Fine-Tuning a Pre-Trained BERT Model for Intent Classification2

This code fine-tunes a pre-trained BERT model, specifically the ParsBert model, for intent classification on a custom dataset. The dataset consists of text samples with corresponding labels, where each label represents a specific intent.

The code defines a custom dataset class IntentDataset to load and preprocess the data, and a custom classifier model ParsBertClassifier that builds upon the pre-trained BERT model. The classifier model adds a dropout layer and a linear layer on top of the BERT model to output probabilities for each intent class.

The code then loads the pre-trained BERT model and tokenizer, creates a dataset and data loader for the training data, and defines the training parameters, including the optimizer and learning rate.

The model is trained for 3 epochs using the Adam optimizer and cross-entropy loss. The model is evaluated on the training data after each epoch, and the loss is printed to track the training progress.

After training, the model is fine-tuned and ready to be used for intent classification on new, unseen data.

In [None]:
!pip install -qU hazm

In [None]:
from transformers import AutoConfig, AutoTokenizer, AutoModel
from torch.utils.data import DataLoader, Dataset
import torch

config = AutoConfig.from_pretrained("HooshvareLab/bert-base-parsbert-uncased")



def parsbert_ner_load_model(model_name):
    """Load the model"""
    try:
        config = AutoConfig.from_pretrained(model_name)
        tokenizer = AutoTokenizer.from_pretrained(model_name)
        model = TFAutoModelForTokenClassification.from_pretrained(model_name)
        labels = list(config.label2id.keys())

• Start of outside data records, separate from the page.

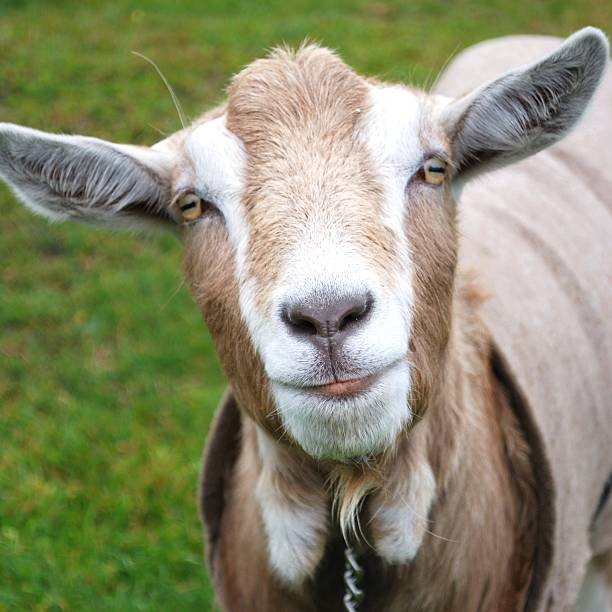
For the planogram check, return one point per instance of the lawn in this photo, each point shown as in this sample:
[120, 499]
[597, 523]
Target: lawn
[108, 378]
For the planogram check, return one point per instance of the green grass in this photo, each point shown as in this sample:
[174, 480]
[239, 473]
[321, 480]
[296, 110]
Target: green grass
[108, 379]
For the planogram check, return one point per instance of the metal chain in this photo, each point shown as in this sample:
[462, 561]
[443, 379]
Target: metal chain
[353, 573]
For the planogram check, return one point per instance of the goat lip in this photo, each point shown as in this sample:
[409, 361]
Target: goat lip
[343, 388]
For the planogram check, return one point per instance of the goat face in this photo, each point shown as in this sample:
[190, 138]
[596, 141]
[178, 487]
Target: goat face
[319, 168]
[318, 223]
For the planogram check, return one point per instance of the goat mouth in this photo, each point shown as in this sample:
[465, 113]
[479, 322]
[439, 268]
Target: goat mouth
[344, 388]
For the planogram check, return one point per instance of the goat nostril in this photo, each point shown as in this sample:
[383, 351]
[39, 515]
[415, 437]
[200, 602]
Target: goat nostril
[326, 320]
[355, 313]
[300, 322]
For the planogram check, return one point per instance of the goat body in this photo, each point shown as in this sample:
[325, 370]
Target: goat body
[427, 381]
[519, 430]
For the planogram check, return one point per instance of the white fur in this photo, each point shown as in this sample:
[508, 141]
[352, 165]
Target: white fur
[295, 528]
[401, 521]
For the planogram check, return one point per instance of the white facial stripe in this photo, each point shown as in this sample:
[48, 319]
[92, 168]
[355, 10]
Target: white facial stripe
[219, 159]
[326, 261]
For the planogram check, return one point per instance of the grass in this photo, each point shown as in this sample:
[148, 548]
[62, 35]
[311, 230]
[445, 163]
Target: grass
[108, 379]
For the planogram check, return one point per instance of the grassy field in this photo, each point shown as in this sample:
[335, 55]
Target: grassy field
[108, 379]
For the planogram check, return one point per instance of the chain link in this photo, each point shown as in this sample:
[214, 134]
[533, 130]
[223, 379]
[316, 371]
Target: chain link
[353, 573]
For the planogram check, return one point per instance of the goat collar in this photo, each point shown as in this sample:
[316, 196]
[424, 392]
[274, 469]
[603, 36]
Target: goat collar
[353, 573]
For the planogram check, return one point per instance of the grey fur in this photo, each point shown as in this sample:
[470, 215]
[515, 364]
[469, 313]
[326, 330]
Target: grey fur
[86, 179]
[527, 109]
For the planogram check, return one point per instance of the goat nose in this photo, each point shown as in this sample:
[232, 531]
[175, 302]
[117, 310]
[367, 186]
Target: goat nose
[326, 319]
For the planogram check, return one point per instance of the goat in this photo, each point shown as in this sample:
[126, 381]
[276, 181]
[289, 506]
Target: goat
[425, 384]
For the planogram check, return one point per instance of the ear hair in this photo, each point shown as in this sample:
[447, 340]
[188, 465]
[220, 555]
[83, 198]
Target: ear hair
[91, 180]
[527, 109]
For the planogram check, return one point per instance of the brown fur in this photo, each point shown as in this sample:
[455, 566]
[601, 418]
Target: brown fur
[299, 116]
[469, 428]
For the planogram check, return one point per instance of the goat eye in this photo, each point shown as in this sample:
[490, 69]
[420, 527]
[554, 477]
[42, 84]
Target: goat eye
[434, 170]
[190, 206]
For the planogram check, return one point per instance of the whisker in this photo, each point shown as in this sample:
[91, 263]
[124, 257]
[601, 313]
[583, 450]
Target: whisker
[177, 104]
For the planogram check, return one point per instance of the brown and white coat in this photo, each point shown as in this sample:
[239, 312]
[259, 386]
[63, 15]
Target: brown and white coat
[425, 380]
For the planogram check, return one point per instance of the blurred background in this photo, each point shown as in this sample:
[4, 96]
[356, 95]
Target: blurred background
[108, 378]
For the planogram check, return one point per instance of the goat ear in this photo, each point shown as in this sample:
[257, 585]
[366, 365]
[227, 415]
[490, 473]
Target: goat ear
[91, 180]
[526, 109]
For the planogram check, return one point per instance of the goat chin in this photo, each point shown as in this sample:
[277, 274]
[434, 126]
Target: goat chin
[347, 428]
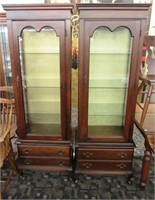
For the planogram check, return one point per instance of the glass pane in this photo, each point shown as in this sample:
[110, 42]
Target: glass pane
[40, 61]
[4, 45]
[108, 80]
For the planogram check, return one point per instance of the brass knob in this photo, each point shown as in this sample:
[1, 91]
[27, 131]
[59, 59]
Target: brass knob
[28, 162]
[60, 153]
[87, 165]
[122, 155]
[61, 163]
[27, 151]
[121, 165]
[87, 154]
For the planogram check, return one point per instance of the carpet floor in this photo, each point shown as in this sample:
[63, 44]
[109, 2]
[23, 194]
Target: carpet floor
[46, 185]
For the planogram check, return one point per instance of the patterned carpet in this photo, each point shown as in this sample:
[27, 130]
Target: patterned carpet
[45, 185]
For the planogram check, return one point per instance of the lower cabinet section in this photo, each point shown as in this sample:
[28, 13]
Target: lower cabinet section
[48, 157]
[104, 159]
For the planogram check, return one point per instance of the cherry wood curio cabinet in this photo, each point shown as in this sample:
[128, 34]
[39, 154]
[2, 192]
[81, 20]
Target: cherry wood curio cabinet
[110, 43]
[40, 49]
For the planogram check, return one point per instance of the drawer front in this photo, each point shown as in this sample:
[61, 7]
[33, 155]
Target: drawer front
[57, 151]
[28, 160]
[104, 165]
[106, 154]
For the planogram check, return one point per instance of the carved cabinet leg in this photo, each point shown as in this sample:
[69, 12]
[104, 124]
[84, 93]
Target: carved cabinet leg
[145, 168]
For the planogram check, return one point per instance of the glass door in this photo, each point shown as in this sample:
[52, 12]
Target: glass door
[40, 69]
[109, 67]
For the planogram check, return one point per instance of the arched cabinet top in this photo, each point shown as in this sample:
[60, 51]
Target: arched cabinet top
[113, 11]
[113, 29]
[38, 11]
[39, 26]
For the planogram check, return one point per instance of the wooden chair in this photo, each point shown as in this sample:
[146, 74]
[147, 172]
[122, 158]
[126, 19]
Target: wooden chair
[7, 92]
[6, 151]
[145, 122]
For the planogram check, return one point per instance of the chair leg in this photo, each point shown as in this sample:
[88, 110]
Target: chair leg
[145, 168]
[12, 162]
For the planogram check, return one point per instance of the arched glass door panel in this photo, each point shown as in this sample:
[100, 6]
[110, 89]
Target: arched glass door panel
[40, 68]
[109, 61]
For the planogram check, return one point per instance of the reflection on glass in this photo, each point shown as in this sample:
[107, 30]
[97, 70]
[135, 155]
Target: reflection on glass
[4, 45]
[40, 61]
[108, 80]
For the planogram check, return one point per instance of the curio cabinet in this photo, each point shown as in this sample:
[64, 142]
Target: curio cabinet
[40, 48]
[110, 43]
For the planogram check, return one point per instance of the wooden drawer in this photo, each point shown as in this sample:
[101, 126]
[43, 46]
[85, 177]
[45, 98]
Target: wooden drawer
[104, 165]
[36, 150]
[60, 162]
[105, 154]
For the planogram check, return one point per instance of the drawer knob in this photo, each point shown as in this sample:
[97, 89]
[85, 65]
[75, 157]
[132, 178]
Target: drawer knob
[28, 162]
[121, 165]
[61, 153]
[122, 155]
[87, 154]
[27, 151]
[61, 163]
[87, 165]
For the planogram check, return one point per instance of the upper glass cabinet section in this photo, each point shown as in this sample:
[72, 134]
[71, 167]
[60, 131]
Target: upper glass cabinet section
[109, 62]
[4, 45]
[40, 68]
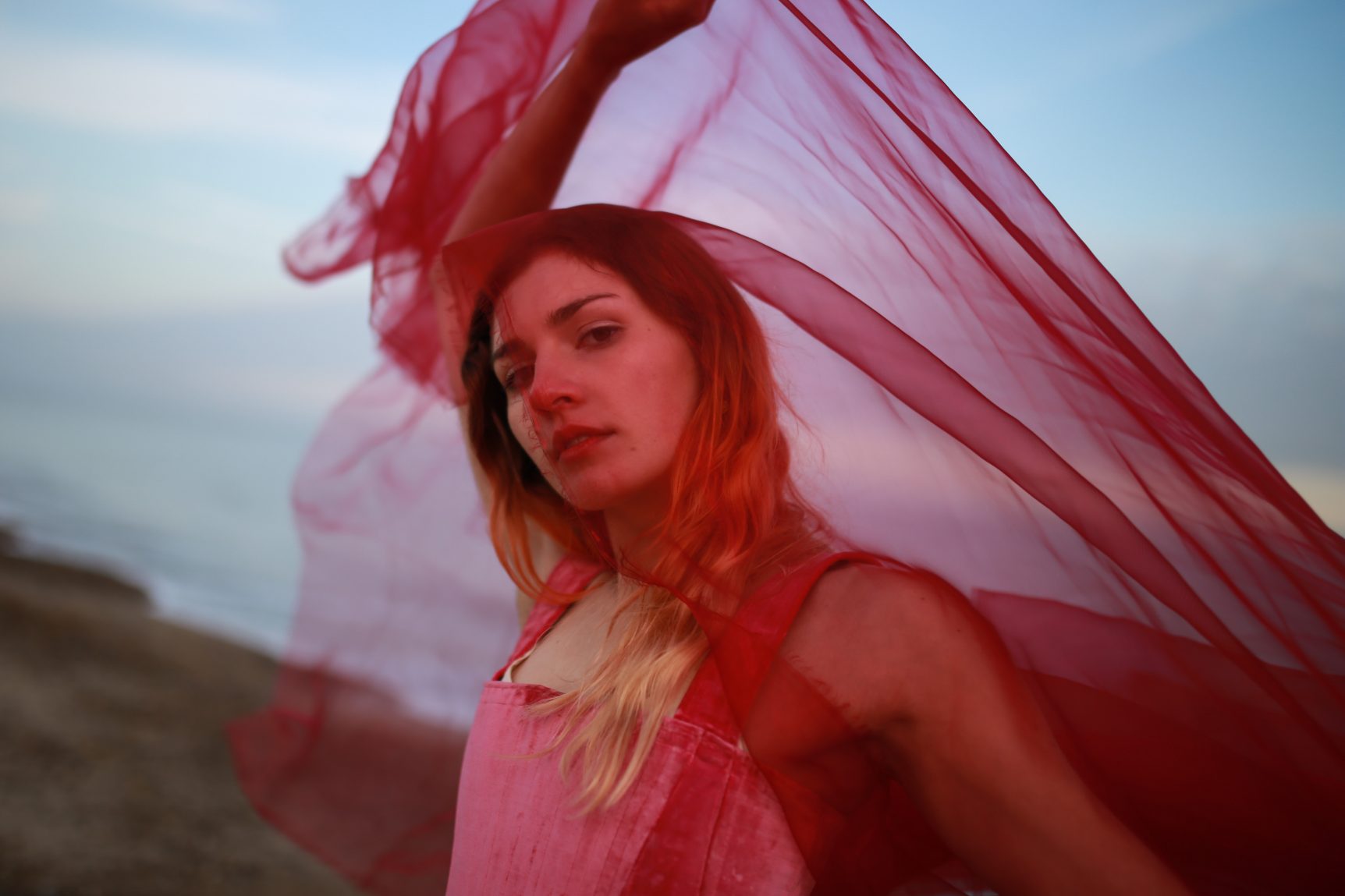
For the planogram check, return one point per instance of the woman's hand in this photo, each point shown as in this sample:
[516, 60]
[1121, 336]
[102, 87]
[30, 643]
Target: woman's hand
[622, 31]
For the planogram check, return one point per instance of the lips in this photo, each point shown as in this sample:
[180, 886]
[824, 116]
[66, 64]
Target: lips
[570, 437]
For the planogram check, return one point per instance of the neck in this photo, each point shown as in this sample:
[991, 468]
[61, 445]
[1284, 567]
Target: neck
[630, 530]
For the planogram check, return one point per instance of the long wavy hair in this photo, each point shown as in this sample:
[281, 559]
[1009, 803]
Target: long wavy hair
[735, 514]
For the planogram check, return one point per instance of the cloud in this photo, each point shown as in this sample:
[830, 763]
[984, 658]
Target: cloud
[236, 11]
[1324, 489]
[24, 206]
[133, 92]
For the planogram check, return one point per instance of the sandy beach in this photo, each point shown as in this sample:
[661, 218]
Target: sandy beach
[115, 774]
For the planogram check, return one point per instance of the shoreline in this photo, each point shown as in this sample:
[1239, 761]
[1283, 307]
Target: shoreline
[113, 759]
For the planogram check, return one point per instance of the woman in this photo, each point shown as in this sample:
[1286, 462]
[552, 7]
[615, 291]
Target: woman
[637, 426]
[609, 420]
[612, 420]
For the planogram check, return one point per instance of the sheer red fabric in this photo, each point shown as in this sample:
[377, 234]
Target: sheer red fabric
[981, 400]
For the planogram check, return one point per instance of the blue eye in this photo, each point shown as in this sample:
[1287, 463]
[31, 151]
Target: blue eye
[602, 334]
[510, 380]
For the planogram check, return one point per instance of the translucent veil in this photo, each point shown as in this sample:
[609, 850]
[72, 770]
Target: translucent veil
[982, 400]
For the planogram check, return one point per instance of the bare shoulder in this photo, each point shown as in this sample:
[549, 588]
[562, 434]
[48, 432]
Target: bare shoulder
[892, 643]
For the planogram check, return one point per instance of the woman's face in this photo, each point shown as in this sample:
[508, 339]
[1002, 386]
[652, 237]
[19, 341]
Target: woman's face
[599, 387]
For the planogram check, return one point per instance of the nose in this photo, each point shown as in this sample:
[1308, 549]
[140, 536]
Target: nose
[552, 388]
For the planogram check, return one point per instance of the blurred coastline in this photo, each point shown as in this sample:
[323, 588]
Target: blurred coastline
[116, 770]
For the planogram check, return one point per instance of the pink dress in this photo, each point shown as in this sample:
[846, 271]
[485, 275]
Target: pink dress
[701, 818]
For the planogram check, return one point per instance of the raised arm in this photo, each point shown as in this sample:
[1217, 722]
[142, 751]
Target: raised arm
[527, 168]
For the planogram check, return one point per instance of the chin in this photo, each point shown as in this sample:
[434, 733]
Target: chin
[599, 494]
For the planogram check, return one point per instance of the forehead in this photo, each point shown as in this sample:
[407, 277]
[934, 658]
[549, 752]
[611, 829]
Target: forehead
[545, 287]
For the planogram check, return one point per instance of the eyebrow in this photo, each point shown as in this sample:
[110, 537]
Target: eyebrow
[555, 319]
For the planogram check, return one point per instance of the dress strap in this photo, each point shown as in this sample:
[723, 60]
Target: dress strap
[570, 575]
[774, 604]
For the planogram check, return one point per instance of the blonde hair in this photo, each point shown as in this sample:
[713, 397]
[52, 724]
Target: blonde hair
[735, 513]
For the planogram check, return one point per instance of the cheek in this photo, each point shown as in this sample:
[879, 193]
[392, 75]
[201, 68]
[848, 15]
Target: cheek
[525, 434]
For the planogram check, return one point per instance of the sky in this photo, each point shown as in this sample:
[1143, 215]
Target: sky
[156, 154]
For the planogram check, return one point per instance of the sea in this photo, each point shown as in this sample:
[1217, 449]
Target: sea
[163, 447]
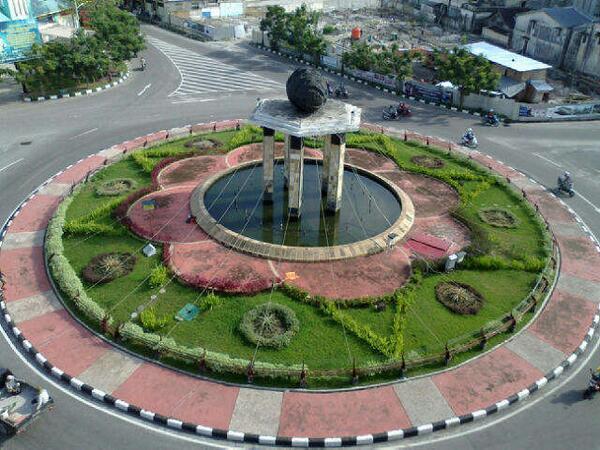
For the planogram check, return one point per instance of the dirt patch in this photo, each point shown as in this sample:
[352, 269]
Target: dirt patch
[107, 267]
[458, 297]
[431, 162]
[498, 217]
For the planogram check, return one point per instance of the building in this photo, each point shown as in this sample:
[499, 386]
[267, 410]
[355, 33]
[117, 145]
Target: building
[546, 34]
[521, 78]
[590, 7]
[499, 26]
[18, 30]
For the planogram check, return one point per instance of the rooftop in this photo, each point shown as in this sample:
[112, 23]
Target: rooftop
[505, 58]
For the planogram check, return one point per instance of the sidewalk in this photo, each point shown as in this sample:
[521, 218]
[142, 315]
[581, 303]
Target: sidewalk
[478, 388]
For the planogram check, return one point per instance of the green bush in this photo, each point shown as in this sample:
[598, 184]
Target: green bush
[63, 274]
[145, 163]
[269, 325]
[247, 135]
[210, 301]
[150, 321]
[116, 186]
[158, 276]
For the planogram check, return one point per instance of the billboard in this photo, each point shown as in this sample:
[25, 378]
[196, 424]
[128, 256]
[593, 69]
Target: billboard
[16, 39]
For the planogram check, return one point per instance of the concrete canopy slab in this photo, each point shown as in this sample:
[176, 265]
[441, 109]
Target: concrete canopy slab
[34, 306]
[23, 240]
[280, 114]
[537, 352]
[257, 411]
[422, 401]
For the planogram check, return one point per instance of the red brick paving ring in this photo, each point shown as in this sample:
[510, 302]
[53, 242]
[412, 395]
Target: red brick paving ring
[498, 379]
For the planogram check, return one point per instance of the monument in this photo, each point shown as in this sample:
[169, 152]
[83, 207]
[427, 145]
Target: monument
[307, 112]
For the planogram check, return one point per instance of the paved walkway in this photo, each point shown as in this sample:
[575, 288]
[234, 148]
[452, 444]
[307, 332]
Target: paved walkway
[485, 382]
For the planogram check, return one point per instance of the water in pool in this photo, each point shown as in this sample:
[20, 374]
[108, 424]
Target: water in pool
[368, 208]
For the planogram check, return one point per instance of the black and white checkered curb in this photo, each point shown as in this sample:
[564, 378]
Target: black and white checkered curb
[236, 436]
[120, 80]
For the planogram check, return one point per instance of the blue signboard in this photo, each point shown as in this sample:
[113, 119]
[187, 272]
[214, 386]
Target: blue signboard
[16, 39]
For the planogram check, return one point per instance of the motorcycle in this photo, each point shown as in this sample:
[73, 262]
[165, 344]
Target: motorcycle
[593, 386]
[472, 143]
[341, 92]
[565, 186]
[393, 112]
[491, 121]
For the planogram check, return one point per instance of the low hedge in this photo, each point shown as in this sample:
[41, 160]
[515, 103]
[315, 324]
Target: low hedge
[64, 275]
[220, 363]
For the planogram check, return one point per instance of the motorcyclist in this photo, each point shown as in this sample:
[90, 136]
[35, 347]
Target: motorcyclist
[403, 109]
[565, 182]
[469, 136]
[491, 117]
[329, 89]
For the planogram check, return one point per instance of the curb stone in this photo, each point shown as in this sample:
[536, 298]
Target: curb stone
[120, 80]
[235, 436]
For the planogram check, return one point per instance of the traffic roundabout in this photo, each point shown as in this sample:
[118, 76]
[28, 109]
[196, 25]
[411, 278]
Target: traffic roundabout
[558, 335]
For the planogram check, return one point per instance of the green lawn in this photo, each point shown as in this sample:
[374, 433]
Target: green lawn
[321, 342]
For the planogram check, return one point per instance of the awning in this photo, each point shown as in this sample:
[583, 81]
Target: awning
[541, 86]
[510, 87]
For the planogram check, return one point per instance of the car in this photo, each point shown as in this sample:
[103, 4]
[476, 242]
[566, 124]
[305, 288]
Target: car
[20, 403]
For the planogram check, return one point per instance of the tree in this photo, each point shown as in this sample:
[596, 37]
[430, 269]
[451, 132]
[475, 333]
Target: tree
[470, 73]
[274, 24]
[117, 29]
[63, 64]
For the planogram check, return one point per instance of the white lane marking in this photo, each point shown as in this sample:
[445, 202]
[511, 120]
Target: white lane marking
[597, 209]
[548, 160]
[106, 410]
[145, 89]
[194, 100]
[11, 164]
[83, 134]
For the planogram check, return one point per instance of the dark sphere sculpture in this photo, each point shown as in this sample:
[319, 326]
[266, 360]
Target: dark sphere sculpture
[306, 90]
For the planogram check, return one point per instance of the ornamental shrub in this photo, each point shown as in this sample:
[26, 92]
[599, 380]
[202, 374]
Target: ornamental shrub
[158, 276]
[150, 320]
[270, 325]
[116, 186]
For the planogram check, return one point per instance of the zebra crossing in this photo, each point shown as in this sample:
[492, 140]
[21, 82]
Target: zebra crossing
[202, 75]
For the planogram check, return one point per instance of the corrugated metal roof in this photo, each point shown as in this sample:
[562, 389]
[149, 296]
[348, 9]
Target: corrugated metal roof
[510, 87]
[505, 58]
[541, 86]
[568, 17]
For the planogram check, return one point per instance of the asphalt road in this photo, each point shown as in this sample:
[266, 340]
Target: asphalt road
[39, 139]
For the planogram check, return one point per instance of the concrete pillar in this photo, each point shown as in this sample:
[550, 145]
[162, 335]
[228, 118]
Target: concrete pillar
[326, 155]
[296, 176]
[268, 155]
[335, 172]
[286, 160]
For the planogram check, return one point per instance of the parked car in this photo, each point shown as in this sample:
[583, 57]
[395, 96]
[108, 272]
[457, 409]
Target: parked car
[20, 403]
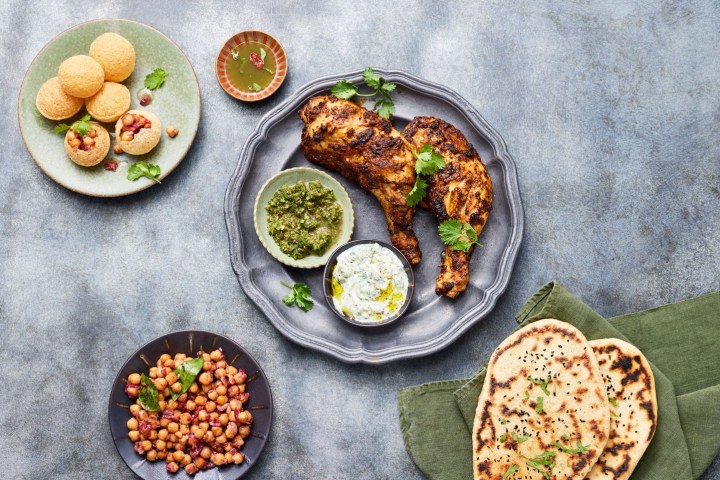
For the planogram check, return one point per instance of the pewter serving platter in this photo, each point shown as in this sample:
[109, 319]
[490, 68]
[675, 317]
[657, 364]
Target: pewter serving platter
[431, 323]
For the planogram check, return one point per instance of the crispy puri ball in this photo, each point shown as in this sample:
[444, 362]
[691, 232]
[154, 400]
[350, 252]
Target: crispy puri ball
[115, 54]
[93, 156]
[54, 104]
[81, 76]
[109, 103]
[134, 139]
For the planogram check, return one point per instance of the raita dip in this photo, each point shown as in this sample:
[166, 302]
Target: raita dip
[369, 283]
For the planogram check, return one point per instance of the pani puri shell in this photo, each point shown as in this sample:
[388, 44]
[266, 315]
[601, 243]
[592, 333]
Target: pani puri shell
[54, 104]
[81, 76]
[109, 103]
[115, 54]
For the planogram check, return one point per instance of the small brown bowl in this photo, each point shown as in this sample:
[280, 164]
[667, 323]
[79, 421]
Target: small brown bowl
[225, 56]
[327, 283]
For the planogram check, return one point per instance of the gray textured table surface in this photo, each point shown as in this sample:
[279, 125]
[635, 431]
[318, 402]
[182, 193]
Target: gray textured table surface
[611, 110]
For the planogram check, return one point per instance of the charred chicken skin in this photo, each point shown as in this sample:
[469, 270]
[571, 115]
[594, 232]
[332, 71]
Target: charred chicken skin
[365, 148]
[462, 190]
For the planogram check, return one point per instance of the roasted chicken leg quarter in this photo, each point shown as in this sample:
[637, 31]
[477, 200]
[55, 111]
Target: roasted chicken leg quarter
[462, 190]
[365, 148]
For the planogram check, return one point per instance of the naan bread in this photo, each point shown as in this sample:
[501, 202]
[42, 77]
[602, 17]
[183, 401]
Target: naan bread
[633, 406]
[543, 412]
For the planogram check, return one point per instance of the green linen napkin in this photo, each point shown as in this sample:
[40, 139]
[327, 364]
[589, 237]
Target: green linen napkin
[682, 343]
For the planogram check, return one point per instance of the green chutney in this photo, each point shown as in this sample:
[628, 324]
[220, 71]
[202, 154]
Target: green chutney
[304, 219]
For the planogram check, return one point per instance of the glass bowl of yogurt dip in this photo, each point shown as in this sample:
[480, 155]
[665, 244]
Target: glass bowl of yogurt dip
[368, 283]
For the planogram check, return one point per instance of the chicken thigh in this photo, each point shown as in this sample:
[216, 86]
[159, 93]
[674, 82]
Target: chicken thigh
[462, 190]
[365, 148]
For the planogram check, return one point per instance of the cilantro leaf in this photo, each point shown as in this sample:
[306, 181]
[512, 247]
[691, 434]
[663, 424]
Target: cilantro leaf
[427, 162]
[417, 193]
[148, 395]
[142, 169]
[61, 127]
[541, 383]
[458, 235]
[511, 470]
[187, 373]
[156, 78]
[344, 89]
[299, 295]
[385, 108]
[371, 78]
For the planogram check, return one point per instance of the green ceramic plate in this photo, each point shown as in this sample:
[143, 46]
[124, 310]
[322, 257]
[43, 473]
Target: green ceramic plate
[176, 103]
[292, 176]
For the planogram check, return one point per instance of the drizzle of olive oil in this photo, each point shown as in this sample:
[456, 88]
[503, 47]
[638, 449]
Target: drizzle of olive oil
[241, 71]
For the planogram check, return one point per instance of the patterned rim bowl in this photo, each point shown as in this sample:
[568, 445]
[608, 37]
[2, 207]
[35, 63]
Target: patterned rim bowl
[225, 55]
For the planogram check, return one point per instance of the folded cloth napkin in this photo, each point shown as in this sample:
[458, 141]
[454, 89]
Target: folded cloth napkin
[682, 343]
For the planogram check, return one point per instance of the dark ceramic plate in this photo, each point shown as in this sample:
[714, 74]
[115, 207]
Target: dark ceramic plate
[189, 342]
[431, 322]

        return model, tokenizer, labels
    except:
        return [None] * 3

# Define a custom dataset for loading data
class IntentDataset(Dataset):
    def __init__(self, texts, labels, tokenizer, max_len):
        self.texts = texts
        self.labels = labels
        self.tokenizer = tokenizer
        ###self.tokenizer = ParsBertTokenizer.from_pretrained('parsbert')
        self.max_len = max_len

    def __len__(self):
        return len(self.texts)

    def __getitem__(self, item):
        text = str(self.texts[item])
        label = self.labels[item]
        encoding = self.tokenizer.encode_plus(
            text,
            add_special_tokens=True,
            max_length=self.max_len,
            return_token_type_ids=False,
            padding='max_length',
            truncation=True,
            return_attention_mask=True,
            return_tensors='pt',
        )

        return {
            'text': text,
            'input_ids': encoding['input_ids'].flatten(),
            'attention_mask': encoding['attention_mask'].flatten(),
            'label': torch.tensor(label, dtype=torch.long)
        }



import torch.nn as nn

class ParsBertClassifier(nn.Module):
    def __init__(self, num_classes):
        super(ParsBertClassifier, self).__init__()
        self.bert = model
        self.dropout = nn.Dropout(0.1)
        self.classifier = nn.Linear(self.bert.config.hidden_size, num_classes)

    def forward(self, input_ids, attention_mask, labels=None):
        outputs = self.bert(input_ids, attention_mask=attention_mask)
        pooled_output = outputs.pooler_output
        pooled_output = self.dropout(pooled_output)
        outputs = self.classifier(pooled_output)
        return outputs



# Load tokenizer and data
tokenizer = AutoTokenizer.from_pretrained("HooshvareLab/bert-base-parsbert-uncased")
train_texts = ["سفارش من ارسال شده است؟", "تقاضای عودت سفارش را دارم","بازگشت محصول "]
train_labels = [0, 1, 1]  # Assume 0: GetOrderStatus, 1: RequestRefund

train_dataset = IntentDataset(train_texts, train_labels, tokenizer, max_len=32)
train_loader = DataLoader(train_dataset, batch_size=2, shuffle=True)

# Load pretrained model
model = AutoModel.from_pretrained("HooshvareLab/bert-base-parsbert-uncased")

num_classes = 2  # Replace with the actual number of classes
model = ParsBertClassifier(num_classes)


# Define training parameters
optimizer = torch.optim.Adam(params=model.parameters(), lr=1e-5)
###model.train()


for epoch in range(3):
    model.train()
    total_loss = 0
    for batch in train_loader:
        input_ids = batch['input_ids']
        attention_mask = batch['attention_mask']
        labels = batch['label']

        optimizer.zero_grad()

        outputs = model(input_ids, attention_mask)
        loss = nn.CrossEntropyLoss()(outputs, labels)
        loss.backward()
        optimizer.step()

        total_loss += loss.item()
    print(f'Epoch {epoch+1}, Loss: {total_loss / len(train_loader)}')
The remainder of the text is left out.